Donna Brumfield is a south suburban resident with 20 years’ worth of experience focusing on racial healing and understanding as CEO of Smith-Brumfield Communications. She has cultivated diversity in workspaces and daily interactions through designing Diversity, Equity, & Inclusion education, training and programming. Her work spans educational, corporate and community settings.
Diversity and Restorative Justice
Brumfield’s interest in diversity started in the 1980’s when she worked for IBM as the Equal Employment Opportunity compliance manager. Her role in tracking the numbers for minorities hired led to an interest in diversity, which was not a popularized term at the time.
In addition to her work at IBM, she was involved in restorative justice practices at various high schools. As an instructional assistant at Homewood-Flossmoor High School, Brumfield was the first person to offer a peace circle. Peace circles are an opportunity for students to engage in conflict resolution, healthy decision making and healing. The goal is to reduce the amount of suspension days.
South Suburban Diversity Dinners
When Brumfield moved to Matteson in 1987, she saw the predominantly white suburb become predominantly Black within two years. At Homewood-Flossmoor High School, she witnessed a similar shift.
“Just because the community has changed, doesn’t mean that’s a negative. The negative part for me is people felt they needed to leave for whatever reason,” said Brumfield.
Brumfield has also been an active organizer for the South Suburban Diversity Dinners.
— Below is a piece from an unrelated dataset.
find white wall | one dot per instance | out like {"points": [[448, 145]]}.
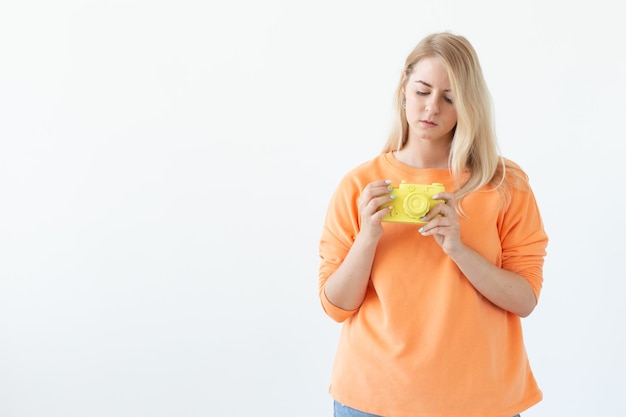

The dinner co-founded by Barbara Moore, former director of community affairs for Park Forest, and Congresswoman Robin Kelly, who previously served as the director of community affairs in Matteson.
The dinner was started in response to white flight in Matteson, or the large-scale migration of white people from areas that are becoming more diverse.
The dinner brings different members of the community together for a meal and conversations about diversity, particularly about race. While the dinners were first hosted at residents’ homes, it grew to an event with near 400 attendees.
“The real effort was to bring community members together,” said Brumfield.
Racial healing and understanding
For Brumfield, one of the keys to racial healing and understanding is to hear and empathize with another’s story. She recognizes while we may not agree on everything, seeing life from another’s perspective helps us see the humanity in others.
“I believe one of the guiding principles I use in all my work is that all of us have a story. Our stories matter, no matter your background,” Brumfield stated.
In June 2020, Brumfield shared a question on Facebook, ‘When was the first time you became aware of your race?’ She received over 300 responses. The responses led Brumfield to write her book, “I Know Who I Am: Stories of Race, Racism & 21st Century Realities.”
According to the flyer for the book, Brumfield collaborated “with 17 diverse, intergenerational contributing authors as they share their deeply personal stories of racial encounters and the profound impact these encounters had on their lives. With courage, conviction and candor, each contributing writer recalls in raw emotion the vivid details of when they came face-to-face with racism.”
The book challenges readers to step outside of their comfort zone. In her workshops, she looks at topics such as law enforcement , managing implicit bias programs or increasing diversity in organizations.
“A lot of the times we are fearful of the unknown. The only way you are going to deal with that is through encounters with them and their experiences,” Brumfield said.
Brumfield’s hope is that her work has an impact on systemic racism over time.
“It’s a slow process and it is not going to happen overnight, but you have to start somewhere,” she said.